20年前は途上国という以上に後進国だったから、
タカリにきてるのかと思っていた。
まだ共産党(国)の支配が強力だったから、
日本でいうところの市の商工労働課の役人や会議所議員みたいな人がよく同席していた。
けど今は、そんな役付きの人はこない。
代わりといってはなんだけど、工場長の同級生とか、親友とその恋人とか、
説明されても理解不能な人たちがやってくる。
鄭州での最後の夜、
唯一日本語をわずかに話せる陸さんが、一足先に香港に戻ってしまった。
残ったのは、日本語はおろか英語もろくに話せない王さん&張さん、そして僕。
ともかく、3人で夕食に出かけた。
そして、やはり現れた。
どういう間柄かは知らないけど、武さんという名の人らしい。
そして手土産に、酒精度52度の白酒(バイチュ)を2本持参していた。
言葉は、とにかく通じない。
武さんが僕にニッコリと笑いかける。そして白酒をイッキ飲み。
また、武さんが僕に微笑みかける。また白酒をイッキ飲み。
中国人通しで盛り上がって馬鹿笑い。

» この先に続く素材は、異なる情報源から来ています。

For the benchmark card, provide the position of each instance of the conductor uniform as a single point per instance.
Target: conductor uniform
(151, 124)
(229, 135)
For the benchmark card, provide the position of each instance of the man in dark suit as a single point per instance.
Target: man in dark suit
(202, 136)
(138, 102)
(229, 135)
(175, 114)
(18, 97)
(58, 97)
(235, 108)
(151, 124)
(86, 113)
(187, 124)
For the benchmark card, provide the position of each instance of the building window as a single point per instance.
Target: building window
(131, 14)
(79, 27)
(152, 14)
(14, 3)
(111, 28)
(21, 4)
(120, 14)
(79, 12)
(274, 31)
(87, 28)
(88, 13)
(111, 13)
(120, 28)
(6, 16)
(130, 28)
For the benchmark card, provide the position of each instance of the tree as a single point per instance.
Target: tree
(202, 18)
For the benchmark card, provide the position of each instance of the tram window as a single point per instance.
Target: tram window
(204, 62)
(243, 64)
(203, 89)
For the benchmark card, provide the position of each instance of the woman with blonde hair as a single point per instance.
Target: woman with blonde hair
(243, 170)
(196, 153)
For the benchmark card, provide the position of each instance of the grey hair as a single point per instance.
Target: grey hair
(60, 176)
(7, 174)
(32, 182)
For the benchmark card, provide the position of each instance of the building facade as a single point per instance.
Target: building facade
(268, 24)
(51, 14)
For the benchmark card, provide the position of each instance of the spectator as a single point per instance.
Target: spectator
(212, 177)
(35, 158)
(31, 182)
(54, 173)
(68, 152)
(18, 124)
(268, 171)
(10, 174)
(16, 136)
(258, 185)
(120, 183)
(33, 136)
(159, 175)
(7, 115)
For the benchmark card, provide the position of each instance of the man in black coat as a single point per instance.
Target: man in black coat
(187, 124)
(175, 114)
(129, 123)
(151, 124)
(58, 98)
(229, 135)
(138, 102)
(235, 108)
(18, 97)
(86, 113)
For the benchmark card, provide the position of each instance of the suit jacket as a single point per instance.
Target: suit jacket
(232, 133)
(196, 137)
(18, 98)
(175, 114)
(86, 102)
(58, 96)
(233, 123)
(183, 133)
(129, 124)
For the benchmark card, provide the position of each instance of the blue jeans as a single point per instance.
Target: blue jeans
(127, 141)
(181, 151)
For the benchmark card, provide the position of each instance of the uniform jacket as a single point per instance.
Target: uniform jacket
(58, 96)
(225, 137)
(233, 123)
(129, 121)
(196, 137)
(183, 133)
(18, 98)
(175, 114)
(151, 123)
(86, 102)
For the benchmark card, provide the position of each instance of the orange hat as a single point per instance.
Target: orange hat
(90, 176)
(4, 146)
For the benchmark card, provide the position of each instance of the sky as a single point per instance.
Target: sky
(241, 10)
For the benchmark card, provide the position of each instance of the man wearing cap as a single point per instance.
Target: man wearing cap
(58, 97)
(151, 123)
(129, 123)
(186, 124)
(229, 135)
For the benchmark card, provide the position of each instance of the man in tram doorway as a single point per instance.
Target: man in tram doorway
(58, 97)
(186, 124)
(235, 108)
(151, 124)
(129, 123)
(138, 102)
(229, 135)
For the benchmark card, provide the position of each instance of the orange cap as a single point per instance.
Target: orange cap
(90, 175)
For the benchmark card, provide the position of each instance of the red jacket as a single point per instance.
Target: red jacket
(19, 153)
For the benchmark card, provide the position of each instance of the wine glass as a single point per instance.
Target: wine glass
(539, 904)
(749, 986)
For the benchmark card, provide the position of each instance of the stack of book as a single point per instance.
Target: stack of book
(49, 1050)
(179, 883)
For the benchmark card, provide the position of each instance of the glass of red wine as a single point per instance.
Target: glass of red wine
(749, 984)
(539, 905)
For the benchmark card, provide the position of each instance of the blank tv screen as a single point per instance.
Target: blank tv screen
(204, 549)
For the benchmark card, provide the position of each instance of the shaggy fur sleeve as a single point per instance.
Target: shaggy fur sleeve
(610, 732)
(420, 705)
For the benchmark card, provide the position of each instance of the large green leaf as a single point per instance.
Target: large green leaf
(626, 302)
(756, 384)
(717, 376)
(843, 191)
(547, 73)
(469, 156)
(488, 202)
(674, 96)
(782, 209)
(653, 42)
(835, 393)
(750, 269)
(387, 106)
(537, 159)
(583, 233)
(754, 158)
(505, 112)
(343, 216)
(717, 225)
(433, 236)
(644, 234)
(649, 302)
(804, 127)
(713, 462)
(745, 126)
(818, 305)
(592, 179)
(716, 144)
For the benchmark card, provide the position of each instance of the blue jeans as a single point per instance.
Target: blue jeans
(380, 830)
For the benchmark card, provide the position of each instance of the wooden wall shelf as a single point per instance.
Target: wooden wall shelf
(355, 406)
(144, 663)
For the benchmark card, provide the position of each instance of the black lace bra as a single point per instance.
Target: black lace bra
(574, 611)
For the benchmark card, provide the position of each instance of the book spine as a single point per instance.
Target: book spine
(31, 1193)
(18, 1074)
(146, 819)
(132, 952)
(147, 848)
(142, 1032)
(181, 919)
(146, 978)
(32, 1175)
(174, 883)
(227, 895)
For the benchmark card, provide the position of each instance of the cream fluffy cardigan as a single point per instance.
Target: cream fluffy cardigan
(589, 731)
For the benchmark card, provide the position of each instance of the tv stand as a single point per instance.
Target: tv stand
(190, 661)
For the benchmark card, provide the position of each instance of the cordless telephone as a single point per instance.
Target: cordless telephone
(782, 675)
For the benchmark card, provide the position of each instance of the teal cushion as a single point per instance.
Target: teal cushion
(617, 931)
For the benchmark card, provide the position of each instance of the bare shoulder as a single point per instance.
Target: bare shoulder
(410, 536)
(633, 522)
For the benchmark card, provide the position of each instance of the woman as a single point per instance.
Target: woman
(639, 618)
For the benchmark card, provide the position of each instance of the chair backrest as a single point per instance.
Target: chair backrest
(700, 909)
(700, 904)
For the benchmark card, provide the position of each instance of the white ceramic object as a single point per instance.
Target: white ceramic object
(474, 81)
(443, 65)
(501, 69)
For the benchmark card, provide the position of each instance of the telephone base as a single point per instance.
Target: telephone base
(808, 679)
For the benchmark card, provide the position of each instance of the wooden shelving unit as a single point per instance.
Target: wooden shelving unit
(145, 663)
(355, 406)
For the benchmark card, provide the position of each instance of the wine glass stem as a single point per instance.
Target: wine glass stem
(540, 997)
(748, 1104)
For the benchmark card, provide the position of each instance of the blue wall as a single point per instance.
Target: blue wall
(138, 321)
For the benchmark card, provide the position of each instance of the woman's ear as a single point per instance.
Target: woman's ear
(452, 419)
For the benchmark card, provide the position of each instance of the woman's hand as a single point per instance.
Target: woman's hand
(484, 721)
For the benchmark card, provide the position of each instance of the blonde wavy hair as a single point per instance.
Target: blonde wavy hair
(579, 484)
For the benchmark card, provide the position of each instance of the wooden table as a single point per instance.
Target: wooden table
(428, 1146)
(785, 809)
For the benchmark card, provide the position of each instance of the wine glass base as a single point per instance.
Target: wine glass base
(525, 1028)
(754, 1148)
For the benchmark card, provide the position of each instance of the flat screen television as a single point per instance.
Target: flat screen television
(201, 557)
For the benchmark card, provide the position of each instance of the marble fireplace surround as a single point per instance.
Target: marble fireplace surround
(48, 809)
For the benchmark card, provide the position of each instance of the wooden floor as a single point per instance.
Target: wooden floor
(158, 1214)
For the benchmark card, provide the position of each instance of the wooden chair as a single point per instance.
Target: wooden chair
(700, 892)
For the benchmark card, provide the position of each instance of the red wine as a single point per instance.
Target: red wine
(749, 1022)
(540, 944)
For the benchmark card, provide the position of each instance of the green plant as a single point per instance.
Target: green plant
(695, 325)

またまた白酒をイッキ飲み。
ヤツらの微笑みは、イッキ飲みのサインなんだろうか?
ともかく2本を4人で空けてしまった。
その後のことは、よく覚えてない。
あさ起きたらホテルで寝てたから、何とか帰り着いたんだろう。
白酒のイッキ飲みは勘弁してほしいが、
この夜会った武さんはなぜか憎めない人だった。
アメリカ人並みの大仰なリアクションが、見てて痛快だった。
どうせストレンジャーと食事するハメになるなら、
武さんみたいな微笑み力がある人との方が遙かに楽しい。
めずらしくもう一度会いたいと思わせてくれた武さんだった。